Adding getrusage profiling data to EXPLAIN output

Started by Greg Starkover 15 years ago5 messages

stark@mit.edu

over 15 years ago

1 attachment(s)

Attached is a patch to display getrusage output to EXPLAIN output.
This is the patch I mentioned previously in
http://archives.postgresql.org/pgsql-hackers/2010-02/msg00684.php and
it raises the same issues we were talking about then. Should the
resource usage stats displayed be per-iteration totals for the whole
query execution for that node. I can't see dividing by nloops making
things clearer but the discrepancy is becoming more noticeable. I
wonder if there's anything we can do to make things clearer.

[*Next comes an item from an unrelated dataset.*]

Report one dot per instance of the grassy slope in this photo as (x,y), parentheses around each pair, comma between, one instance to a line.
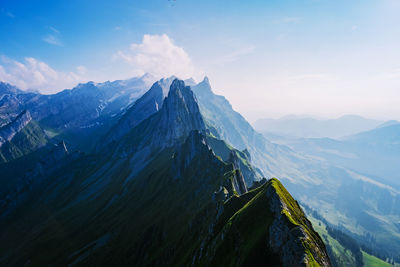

Incidentally, this is a first cut at the patch written in a single
sitting. I need to go through it again to make sure I didn't do
anything silly. One thing I know is broken is Windows support. I
fleshed out our getrusage stub a bit but I can't test it at all, and
the INSTR_TIME_* macros actually are defined differently on windows so
I can't use them quite so simply on struct timeval. The simplest
option is to define the struct timeval versions always even if
INSTR_TIME_* doesn't use them and this code can use them directly.
Another would be to modify the struct rusage definition on Windows so
we use the native Windows time datatype -- which would be tempting
since it would avoid the loss of precision in "only" having
microsecond precision.

postgres=# explain (analyze, resource) select * from x;
QUERY PLAN
-------------------------------------------------------------------------------------------------------------
Seq Scan on x (cost=0.00..11540.00 rows=800000 width=4) (actual
time=69.851..1287.025 rows=800000 loops=1)
Resources: sys=240.000ms user=940.000ms read=27.7MB
Total runtime: 2431.237 ms
(3 rows)

[...flush buffers and drop caches between tests...]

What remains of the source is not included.